Queen's Theatre, Hornchurch (to 13 June)

One wonders what Gilbert and Sullivan would have made of David H Bell's and Rob Bowman's 1985 jazz-inflected version of The Mikado. I suspect that Gilbert at least (as a consummate stage director with a trenchant view of contemporary theatre) would have chuckled. Matt Devitt's new production might even have made him roar with laughter.

The Queen's Theatre's resident company Cut to the Chase is notable for its instrumental as well as vocal talent. So the ten-strong cast sings, dances and plays a ferocious array of (mainly) brass and percussion instruments with enormous verve while presenting the topsy-turvy story with a constant whoosh of activity.

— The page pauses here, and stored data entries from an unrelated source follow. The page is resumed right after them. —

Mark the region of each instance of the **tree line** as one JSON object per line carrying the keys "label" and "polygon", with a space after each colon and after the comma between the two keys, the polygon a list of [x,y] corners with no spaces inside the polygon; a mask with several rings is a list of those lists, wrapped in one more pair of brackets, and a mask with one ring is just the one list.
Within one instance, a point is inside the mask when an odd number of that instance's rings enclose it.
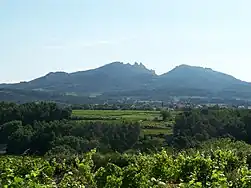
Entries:
{"label": "tree line", "polygon": [[138,123],[72,121],[71,109],[54,103],[0,104],[0,144],[7,154],[124,152],[139,136]]}
{"label": "tree line", "polygon": [[[161,111],[163,119],[170,114]],[[7,154],[81,154],[156,152],[162,147],[197,147],[207,140],[231,138],[251,144],[251,111],[186,109],[176,115],[172,135],[142,135],[139,122],[82,121],[54,103],[0,103],[0,151]]]}
{"label": "tree line", "polygon": [[251,111],[220,108],[186,110],[176,116],[171,144],[176,148],[189,148],[222,137],[251,144]]}

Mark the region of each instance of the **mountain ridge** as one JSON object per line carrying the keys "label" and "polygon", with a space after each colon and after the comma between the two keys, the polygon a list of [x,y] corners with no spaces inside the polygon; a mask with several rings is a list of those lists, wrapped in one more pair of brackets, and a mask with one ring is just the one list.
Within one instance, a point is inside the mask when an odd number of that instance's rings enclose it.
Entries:
{"label": "mountain ridge", "polygon": [[73,73],[50,72],[29,82],[0,84],[0,88],[74,93],[81,96],[124,92],[129,95],[141,93],[141,96],[145,93],[151,98],[155,93],[162,93],[163,96],[204,96],[207,93],[217,96],[223,93],[236,98],[248,98],[250,95],[251,98],[251,83],[211,68],[181,64],[167,73],[157,75],[142,63],[124,64],[118,61]]}
{"label": "mountain ridge", "polygon": [[[196,68],[196,69],[205,69],[205,70],[212,70],[214,72],[217,72],[217,73],[221,73],[221,74],[224,74],[224,75],[228,75],[228,76],[232,76],[228,73],[223,73],[223,72],[220,72],[220,71],[217,71],[217,70],[214,70],[212,68],[209,68],[209,67],[203,67],[203,66],[193,66],[193,65],[188,65],[188,64],[180,64],[180,65],[177,65],[175,67],[173,67],[172,69],[170,69],[169,71],[165,72],[165,73],[161,73],[161,74],[157,74],[156,71],[154,69],[148,69],[146,68],[146,66],[142,63],[137,63],[135,62],[134,64],[130,64],[130,63],[123,63],[123,62],[120,62],[120,61],[115,61],[115,62],[112,62],[112,63],[108,63],[108,64],[104,64],[100,67],[97,67],[97,68],[91,68],[91,69],[87,69],[87,70],[81,70],[81,71],[73,71],[73,72],[65,72],[65,71],[52,71],[52,72],[49,72],[47,74],[45,74],[44,76],[41,76],[41,77],[45,77],[45,76],[51,76],[51,75],[54,75],[54,74],[64,74],[64,75],[71,75],[71,74],[76,74],[76,73],[83,73],[83,72],[89,72],[89,71],[93,71],[93,70],[96,70],[96,69],[100,69],[100,68],[103,68],[103,67],[107,67],[107,66],[111,66],[111,65],[115,65],[115,64],[121,64],[121,65],[130,65],[130,66],[143,66],[145,69],[147,69],[148,71],[151,71],[153,74],[157,75],[157,76],[163,76],[177,68]],[[41,78],[39,77],[39,78]],[[234,77],[234,76],[232,76]],[[236,78],[236,77],[234,77]],[[16,83],[0,83],[0,85],[14,85],[14,84],[20,84],[20,83],[27,83],[27,82],[30,82],[30,81],[33,81],[33,80],[36,80],[37,78],[35,79],[32,79],[32,80],[29,80],[29,81],[20,81],[20,82],[16,82]],[[238,79],[238,78],[236,78]],[[241,79],[238,79],[240,81],[243,81],[243,82],[246,82],[246,83],[251,83],[249,81],[245,81],[245,80],[241,80]]]}
{"label": "mountain ridge", "polygon": [[145,83],[151,82],[155,76],[155,72],[142,63],[131,65],[113,62],[96,69],[73,73],[51,72],[29,82],[4,84],[0,87],[90,93],[144,88]]}

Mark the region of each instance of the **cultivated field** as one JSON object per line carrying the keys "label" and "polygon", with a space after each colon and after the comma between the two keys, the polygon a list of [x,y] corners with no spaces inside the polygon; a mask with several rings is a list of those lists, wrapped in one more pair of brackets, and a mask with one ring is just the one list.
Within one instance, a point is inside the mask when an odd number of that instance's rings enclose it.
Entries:
{"label": "cultivated field", "polygon": [[133,111],[133,110],[74,110],[73,115],[90,118],[116,118],[124,120],[152,121],[160,117],[159,111]]}
{"label": "cultivated field", "polygon": [[73,116],[81,121],[133,121],[142,126],[143,135],[171,134],[175,113],[167,121],[163,121],[160,111],[134,110],[74,110]]}

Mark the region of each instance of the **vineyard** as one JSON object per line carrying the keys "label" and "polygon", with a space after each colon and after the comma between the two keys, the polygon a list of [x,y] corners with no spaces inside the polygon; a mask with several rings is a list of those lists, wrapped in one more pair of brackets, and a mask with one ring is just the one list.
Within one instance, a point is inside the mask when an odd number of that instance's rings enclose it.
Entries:
{"label": "vineyard", "polygon": [[170,155],[123,154],[97,168],[96,152],[68,160],[35,157],[0,158],[1,187],[251,187],[247,156],[236,150]]}
{"label": "vineyard", "polygon": [[[156,124],[155,124],[156,123]],[[251,111],[0,103],[0,187],[251,187]]]}
{"label": "vineyard", "polygon": [[171,117],[162,121],[160,111],[136,111],[136,110],[74,110],[73,117],[78,117],[82,121],[102,121],[102,122],[121,122],[131,121],[140,122],[142,135],[172,134],[173,119],[177,112],[172,112]]}

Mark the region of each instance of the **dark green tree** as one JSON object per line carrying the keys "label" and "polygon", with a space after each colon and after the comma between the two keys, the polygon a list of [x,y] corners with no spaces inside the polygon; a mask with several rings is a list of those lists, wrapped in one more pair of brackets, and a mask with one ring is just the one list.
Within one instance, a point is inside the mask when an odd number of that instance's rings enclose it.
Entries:
{"label": "dark green tree", "polygon": [[161,114],[161,117],[162,117],[163,121],[166,121],[168,118],[171,117],[171,113],[169,111],[167,111],[167,110],[162,110],[160,112],[160,114]]}

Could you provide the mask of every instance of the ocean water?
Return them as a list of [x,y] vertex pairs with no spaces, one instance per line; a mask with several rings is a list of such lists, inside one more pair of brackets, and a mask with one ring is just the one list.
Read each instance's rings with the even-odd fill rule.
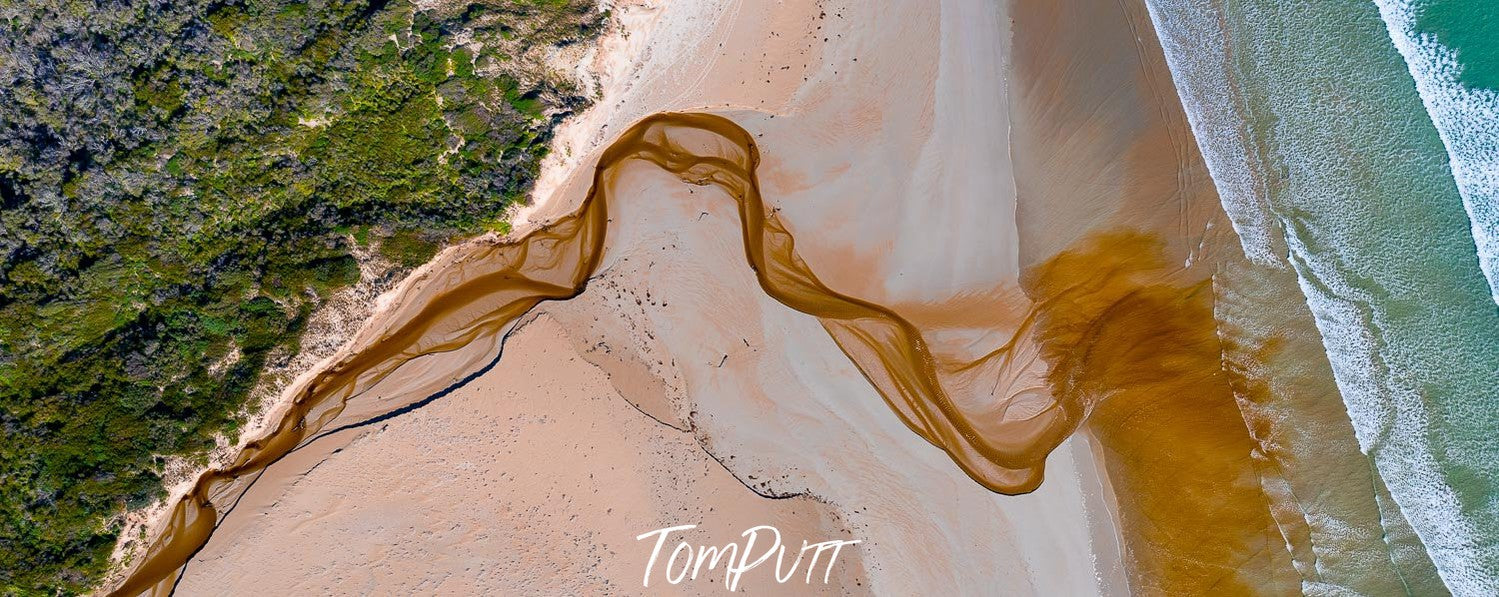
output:
[[1377,0],[1451,159],[1499,303],[1499,2]]
[[1359,448],[1447,588],[1499,595],[1495,3],[1147,5],[1224,209],[1252,261],[1295,272]]

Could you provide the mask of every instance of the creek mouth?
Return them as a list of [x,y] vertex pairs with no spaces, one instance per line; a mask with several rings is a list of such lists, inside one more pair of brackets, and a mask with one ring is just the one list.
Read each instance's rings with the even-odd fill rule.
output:
[[[428,280],[439,285],[437,292],[418,305],[402,306],[387,331],[312,377],[272,432],[246,445],[227,466],[199,477],[141,563],[111,594],[170,594],[180,571],[222,519],[220,508],[231,507],[266,467],[319,437],[350,399],[402,365],[476,340],[494,341],[538,304],[581,294],[604,253],[609,189],[620,166],[637,160],[733,198],[745,260],[761,288],[787,307],[817,317],[909,429],[992,491],[1018,494],[1040,485],[1047,454],[1078,427],[1089,402],[1073,392],[1038,403],[1047,368],[1043,357],[1065,352],[1057,346],[1038,349],[1046,338],[1058,336],[1047,324],[1060,320],[1045,310],[1073,304],[1077,292],[1096,288],[1059,288],[1056,296],[1037,301],[1008,343],[972,362],[944,362],[912,323],[890,308],[828,288],[811,271],[791,233],[764,203],[759,149],[747,131],[717,115],[662,113],[636,123],[602,153],[576,211],[446,264]],[[998,381],[968,383],[989,375]],[[964,395],[955,400],[949,388]],[[416,394],[408,402],[430,396]],[[1021,406],[1009,408],[1012,401]],[[383,408],[389,414],[410,406]]]

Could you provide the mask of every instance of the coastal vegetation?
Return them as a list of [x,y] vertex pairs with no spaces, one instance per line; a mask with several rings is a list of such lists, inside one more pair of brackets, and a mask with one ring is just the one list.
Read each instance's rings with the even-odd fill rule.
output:
[[587,0],[0,0],[0,594],[72,594],[357,282],[506,228]]

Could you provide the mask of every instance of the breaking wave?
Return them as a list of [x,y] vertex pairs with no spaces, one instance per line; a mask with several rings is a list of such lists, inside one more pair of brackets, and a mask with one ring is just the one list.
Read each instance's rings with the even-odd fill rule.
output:
[[1295,271],[1360,449],[1448,589],[1493,595],[1499,96],[1401,2],[1147,5],[1224,209],[1251,260]]
[[1472,222],[1478,263],[1499,303],[1499,92],[1463,84],[1461,77],[1469,66],[1457,50],[1420,30],[1420,3],[1375,4],[1447,147],[1452,178]]

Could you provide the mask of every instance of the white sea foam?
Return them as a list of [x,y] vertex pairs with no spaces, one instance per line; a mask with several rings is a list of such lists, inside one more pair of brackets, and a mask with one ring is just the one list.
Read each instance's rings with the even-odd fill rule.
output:
[[[1376,315],[1368,305],[1377,300],[1340,280],[1336,267],[1317,258],[1295,235],[1286,236],[1291,263],[1301,291],[1313,305],[1322,345],[1332,363],[1333,376],[1353,421],[1359,448],[1374,458],[1406,520],[1426,546],[1437,574],[1454,595],[1499,594],[1499,577],[1488,570],[1476,551],[1475,538],[1483,531],[1463,515],[1453,489],[1443,482],[1442,464],[1433,457],[1428,440],[1433,435],[1430,409],[1419,388],[1399,379],[1384,363],[1379,347]],[[1328,288],[1338,288],[1336,294]]]
[[1463,64],[1457,53],[1416,29],[1420,4],[1374,3],[1447,147],[1452,177],[1473,224],[1478,263],[1499,303],[1499,92],[1472,89],[1458,80]]
[[[1167,10],[1157,8],[1168,4]],[[1177,81],[1187,121],[1244,253],[1261,265],[1280,263],[1270,210],[1252,175],[1249,161],[1257,154],[1250,145],[1248,125],[1234,103],[1227,101],[1234,94],[1223,67],[1228,61],[1228,41],[1218,26],[1217,10],[1208,3],[1158,0],[1146,2],[1146,8],[1161,32],[1161,47],[1171,77]],[[1195,57],[1188,59],[1189,55]],[[1183,85],[1184,79],[1192,84]]]
[[[1360,241],[1359,219],[1368,217],[1368,214],[1359,213],[1356,206],[1367,205],[1369,198],[1360,195],[1368,191],[1360,190],[1350,178],[1360,176],[1359,164],[1350,161],[1347,153],[1340,154],[1339,151],[1353,152],[1359,156],[1356,159],[1370,160],[1370,163],[1378,161],[1376,156],[1380,155],[1385,156],[1383,163],[1403,163],[1419,168],[1420,162],[1419,158],[1401,153],[1408,150],[1409,145],[1376,142],[1370,147],[1345,148],[1339,144],[1340,140],[1360,138],[1358,135],[1370,132],[1376,133],[1370,138],[1378,137],[1377,133],[1410,134],[1415,124],[1401,120],[1395,114],[1374,123],[1363,122],[1359,119],[1366,115],[1359,112],[1357,101],[1331,102],[1327,90],[1318,88],[1337,81],[1336,77],[1344,73],[1365,77],[1360,86],[1365,90],[1400,82],[1395,80],[1393,73],[1370,72],[1369,65],[1359,63],[1363,56],[1347,53],[1321,55],[1319,60],[1323,64],[1302,65],[1287,60],[1285,63],[1254,65],[1269,75],[1267,79],[1284,83],[1275,89],[1260,90],[1268,93],[1269,109],[1277,116],[1268,124],[1274,129],[1269,132],[1279,143],[1274,151],[1282,158],[1299,156],[1283,159],[1275,166],[1280,169],[1278,180],[1287,185],[1277,189],[1276,193],[1284,194],[1292,209],[1300,211],[1298,220],[1284,220],[1271,204],[1269,190],[1260,182],[1266,180],[1266,166],[1261,161],[1265,158],[1252,139],[1262,136],[1255,134],[1251,128],[1254,123],[1244,116],[1247,111],[1241,102],[1245,101],[1245,90],[1239,88],[1239,81],[1234,80],[1234,63],[1230,60],[1231,57],[1235,60],[1243,60],[1244,56],[1262,57],[1235,45],[1244,42],[1233,39],[1232,30],[1225,31],[1225,19],[1233,21],[1242,17],[1243,22],[1255,23],[1256,27],[1272,27],[1276,18],[1294,20],[1307,17],[1302,12],[1313,16],[1326,15],[1320,15],[1314,9],[1296,12],[1301,9],[1284,7],[1270,10],[1284,10],[1290,14],[1258,14],[1262,7],[1253,2],[1237,5],[1237,9],[1245,11],[1242,15],[1224,15],[1220,4],[1211,2],[1147,0],[1146,5],[1193,134],[1244,250],[1256,262],[1280,267],[1289,265],[1296,271],[1302,294],[1316,318],[1323,346],[1333,365],[1334,377],[1354,424],[1360,448],[1374,458],[1380,476],[1425,544],[1448,588],[1458,595],[1499,595],[1499,570],[1486,565],[1499,559],[1492,553],[1493,545],[1483,539],[1483,531],[1464,514],[1459,496],[1446,482],[1447,474],[1442,463],[1434,457],[1433,438],[1443,437],[1447,430],[1435,428],[1428,403],[1433,397],[1423,394],[1431,390],[1424,384],[1440,380],[1442,376],[1440,371],[1428,370],[1429,361],[1437,357],[1428,354],[1433,350],[1432,346],[1423,346],[1419,341],[1425,328],[1417,329],[1409,321],[1391,319],[1395,316],[1381,306],[1388,297],[1360,289],[1370,282],[1363,278],[1374,276],[1382,278],[1382,281],[1375,282],[1376,286],[1406,296],[1418,287],[1410,284],[1419,284],[1424,278],[1419,274],[1411,277],[1414,270],[1397,264],[1396,258],[1389,254],[1371,253],[1367,247],[1348,244]],[[1291,21],[1278,24],[1283,26],[1287,22]],[[1323,27],[1320,31],[1328,35],[1348,33],[1333,27]],[[1269,38],[1286,35],[1287,31],[1268,33],[1260,30],[1258,34]],[[1337,44],[1328,46],[1340,47]],[[1274,55],[1273,52],[1269,54]],[[1318,68],[1324,70],[1318,71]],[[1430,109],[1433,100],[1428,96],[1437,96],[1425,90],[1421,95]],[[1481,110],[1474,111],[1477,109],[1471,108],[1473,105],[1463,104],[1469,111],[1452,110],[1444,113],[1443,118],[1450,121],[1483,114]],[[1484,122],[1492,125],[1493,112],[1487,114],[1488,120]],[[1283,118],[1293,115],[1293,118]],[[1380,123],[1386,120],[1403,124],[1380,130]],[[1499,174],[1492,163],[1477,157],[1494,155],[1492,151],[1483,151],[1484,147],[1492,149],[1493,137],[1492,134],[1489,137],[1467,137],[1464,141],[1470,144],[1467,146],[1448,141],[1448,137],[1444,132],[1443,140],[1447,146],[1459,148],[1456,153],[1463,153],[1466,160],[1460,166],[1456,164],[1458,160],[1453,160],[1455,169],[1464,169],[1455,175],[1460,176],[1464,181],[1461,184],[1466,185],[1463,200],[1473,222],[1480,253],[1487,255],[1484,268],[1493,287],[1494,248],[1499,244],[1499,239],[1495,238],[1493,197],[1496,187],[1493,179]],[[1360,151],[1364,153],[1358,153]],[[1402,155],[1408,161],[1403,162]],[[1490,186],[1484,187],[1483,184]],[[1406,192],[1413,194],[1412,198],[1438,200],[1442,191],[1437,186],[1412,181]],[[1480,191],[1488,194],[1482,195]],[[1374,200],[1381,199],[1375,197]],[[1329,206],[1346,208],[1337,211],[1339,208],[1329,210]],[[1307,245],[1310,239],[1318,240],[1315,250]],[[1418,242],[1405,238],[1397,244],[1410,245],[1414,244],[1413,241]],[[1391,252],[1398,250],[1390,249]],[[1363,268],[1362,272],[1356,268]],[[1453,320],[1456,317],[1452,316]],[[1432,322],[1432,325],[1443,324]],[[1429,331],[1445,334],[1453,330],[1434,327]],[[1457,345],[1466,347],[1461,342]],[[1434,346],[1444,345],[1439,342]],[[1451,355],[1458,361],[1468,360],[1464,358],[1468,356]],[[1457,388],[1462,385],[1460,382],[1437,383],[1443,385],[1444,390],[1457,389],[1457,394],[1462,393],[1462,388]],[[1449,398],[1453,396],[1442,399]],[[1460,447],[1450,442],[1442,447],[1447,449],[1449,457],[1458,461],[1483,461],[1482,458],[1475,460],[1474,454],[1458,453]],[[1317,566],[1320,570],[1322,562]]]

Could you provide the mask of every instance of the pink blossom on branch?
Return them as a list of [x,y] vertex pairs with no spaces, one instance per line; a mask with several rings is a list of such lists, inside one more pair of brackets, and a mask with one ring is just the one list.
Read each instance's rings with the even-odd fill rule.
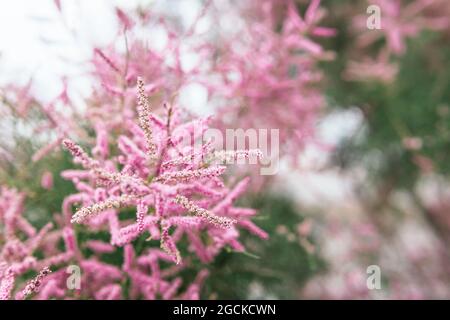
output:
[[[1,187],[0,189],[0,298],[23,299],[37,292],[48,274],[48,266],[61,265],[74,258],[73,246],[65,243],[65,251],[57,248],[57,243],[65,239],[61,230],[51,231],[52,223],[46,224],[37,231],[24,217],[25,196],[17,190]],[[44,255],[38,258],[36,252]],[[31,270],[41,270],[38,277],[28,286],[20,289],[16,279]],[[19,290],[16,294],[16,289]],[[22,292],[20,291],[22,290]]]
[[[207,161],[220,157],[257,157],[260,151],[240,150],[222,155],[212,153],[209,148],[198,148],[195,143],[184,145],[185,138],[193,132],[204,132],[208,120],[184,122],[179,108],[174,105],[166,108],[165,119],[163,117],[158,123],[153,122],[155,116],[143,93],[143,81],[138,79],[134,119],[139,125],[131,125],[121,131],[117,137],[118,153],[110,154],[110,159],[94,152],[90,156],[79,145],[65,139],[64,147],[84,170],[63,172],[62,176],[72,180],[78,189],[76,195],[68,197],[73,197],[74,202],[71,202],[79,208],[72,215],[71,222],[83,224],[90,233],[107,229],[110,244],[124,246],[123,271],[132,280],[132,296],[140,292],[148,299],[155,298],[155,288],[159,286],[163,297],[169,298],[175,297],[179,280],[172,283],[162,278],[158,280],[157,277],[162,276],[158,260],[188,268],[190,259],[185,261],[185,253],[178,249],[179,242],[185,241],[183,235],[187,235],[195,254],[204,262],[211,261],[226,246],[237,251],[244,250],[238,240],[241,226],[251,229],[261,238],[267,238],[267,234],[250,221],[254,211],[233,206],[234,200],[245,191],[248,180],[228,189],[221,178],[226,167]],[[136,210],[134,221],[121,218],[124,208]],[[150,237],[144,236],[144,233]],[[207,235],[210,239],[208,243],[202,243],[200,235]],[[152,247],[141,256],[136,256],[131,244],[138,238],[159,241],[160,249]],[[101,255],[104,249],[108,252],[114,250],[105,246],[97,242],[89,244],[96,255]],[[94,264],[91,259],[78,259],[85,267],[89,261],[87,266],[97,265],[99,270],[109,268],[99,264],[100,261]],[[140,264],[150,266],[152,275],[144,272]],[[105,296],[104,288],[109,287],[104,287],[96,297],[120,297],[120,290],[114,283],[122,277],[117,273],[117,277],[105,282],[114,288],[114,294]],[[198,290],[198,285],[195,285],[185,295],[198,298]]]
[[[363,4],[361,8],[376,6],[379,16],[375,18],[379,25],[368,28],[371,17],[367,14],[352,19],[355,57],[344,71],[345,80],[391,83],[398,73],[396,59],[406,53],[408,40],[419,37],[425,30],[442,33],[450,27],[450,7],[446,0],[373,0]],[[376,52],[375,57],[370,52]]]
[[38,292],[39,288],[42,284],[42,280],[49,275],[51,270],[48,267],[43,268],[41,271],[39,271],[39,274],[27,283],[25,289],[18,294],[19,298],[25,299],[27,296],[31,295],[32,293]]
[[326,11],[317,0],[303,16],[292,0],[242,2],[235,8],[242,28],[221,35],[210,52],[210,74],[200,81],[219,105],[221,128],[278,129],[280,152],[296,159],[307,143],[316,142],[325,105],[318,63],[333,53],[317,39],[335,30],[319,25]]
[[[127,149],[127,154],[116,157],[116,161],[121,159],[119,161],[122,171],[111,171],[111,168],[117,168],[119,163],[110,165],[110,168],[106,169],[104,164],[101,163],[101,160],[91,158],[72,141],[64,140],[65,147],[72,153],[74,159],[91,172],[89,177],[93,179],[92,181],[97,182],[97,186],[99,181],[102,182],[102,187],[95,188],[93,186],[94,189],[87,190],[87,193],[80,190],[84,195],[81,197],[84,206],[72,216],[71,221],[73,223],[89,225],[90,223],[96,223],[96,219],[109,220],[111,243],[120,245],[132,241],[150,227],[161,225],[169,217],[176,217],[183,214],[181,208],[184,208],[190,214],[200,217],[204,221],[198,228],[234,228],[232,226],[233,222],[235,219],[239,219],[239,216],[233,218],[217,216],[207,209],[210,207],[212,210],[215,210],[215,204],[217,204],[221,206],[220,214],[226,214],[228,208],[232,206],[232,202],[227,202],[226,206],[223,206],[221,198],[226,199],[228,190],[222,183],[218,184],[217,181],[226,167],[205,167],[207,163],[203,162],[193,164],[194,167],[189,170],[179,169],[179,166],[173,162],[170,167],[163,166],[163,163],[169,163],[171,161],[171,157],[175,157],[175,159],[179,157],[178,142],[176,142],[176,139],[172,139],[172,132],[183,134],[183,131],[178,129],[183,128],[183,125],[180,123],[178,126],[172,127],[173,124],[179,123],[179,113],[168,110],[166,127],[158,128],[153,126],[152,128],[149,106],[142,88],[143,82],[138,78],[139,94],[137,114],[141,130],[133,130],[128,136],[119,137],[119,140],[124,141],[125,139],[135,145],[132,149]],[[190,130],[185,132],[185,134],[189,134]],[[182,139],[179,141],[181,142]],[[194,146],[189,148],[192,149],[191,152],[196,151]],[[148,157],[148,151],[151,151],[151,157],[154,158],[154,161],[136,161],[142,157]],[[202,152],[205,152],[202,158],[206,158],[206,152],[208,151],[202,148]],[[259,154],[257,152],[254,153]],[[159,159],[155,159],[156,156]],[[154,167],[154,169],[151,169],[151,167]],[[107,184],[103,181],[105,179],[108,180]],[[210,194],[210,192],[199,188],[198,183],[201,183],[206,190],[209,188],[211,191],[214,191],[217,196],[214,198],[205,197],[201,200],[198,199],[205,192],[208,195]],[[97,191],[101,191],[104,196],[102,198],[96,198],[95,194]],[[188,197],[194,195],[197,200],[189,200]],[[177,203],[181,207],[177,206]],[[117,209],[122,206],[137,208],[135,224],[119,227],[117,222],[114,222],[117,221],[117,215],[119,214]],[[143,207],[154,208],[155,215],[153,217],[149,216],[148,209],[143,210]],[[105,219],[106,215],[110,217]],[[242,218],[248,219],[248,217]],[[187,228],[186,224],[177,225],[176,220],[173,221],[175,222],[175,226],[178,227],[177,230],[180,230],[180,232],[183,232],[182,230]],[[165,236],[164,239],[161,238],[162,248],[174,258],[174,261],[178,261],[179,259],[175,254],[177,251],[175,249],[168,249],[168,243],[174,242],[172,242],[171,236],[167,233],[167,229],[163,231],[163,234]],[[177,237],[179,236],[177,235]],[[175,248],[174,244],[171,244],[170,247]]]

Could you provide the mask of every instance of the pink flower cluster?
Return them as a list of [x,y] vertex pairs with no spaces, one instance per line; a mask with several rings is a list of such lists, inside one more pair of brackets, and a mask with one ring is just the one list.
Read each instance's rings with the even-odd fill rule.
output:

Vocally the honours go to Sam Kprbacheh as Nanki-Poo and Kim Ismay as Katisha. Ismay's two solos – "The hour of gladness" and "Alone and yet alive" – prove to be absolute show-stoppers. Her Katisha is a mature woman but not a frumpy freak, and the characterisation benefits the whole show. Korbacheh lets rip for "A wandering Minstrel I" and you can believe in his slightly overgrown student personality happier as a second clarinet in a provincial band than as his father's heir.

Natasha Moore looks charming as Yum-Yum but is vocally and foot-wise overparted. Stuart Organ has great fun with "My object all sublime" after he enters through the audience in a go-car; the lyric has been neatly updated. That goes also for Ko-Ko's "I've got a little list" with the reference to bankers' bonuses and MPs' expenses earning a round of applause. As Ko-Ko Shaun Hennesey gives us a burly wannabe. It's an amusing portrayal, though not all the words come over clearly until "Titwillow" (with flute obbligato) and the "There's beauty in the bellow of the blast" duet with Katisha which follows it.

Sullivan's madrigals for unaccompanied quartets of singers can sometimes be a bit of a drag. "Swing a merry madrigal" here works very well. Rowan Talbot's Pooh-Bah is the younger man-on-the-make which Gilbert intended, a foil to Jared Ashe's Pish-Tush. Jane Milligan and Georgina Field are Pitti-Sing and Peep-Bo respectively and make them individual people, not just Yum-Yum's also-rans. Both revel in Liz Marsh's high-stepping choreography which gentles itself for Yum-Yum's solo at the beginning of the second act. Steve Pretty plays everyone else.

Mark Walters' costumes suggest a world not far removed from that of Runyon and his set offers staircases and walkways linked by the outline suggestion of a Kakiemon tea-bowl. It all cooks up as a sugar whip of sound, music and laughter. But it's never a mere storm in a tea-cup.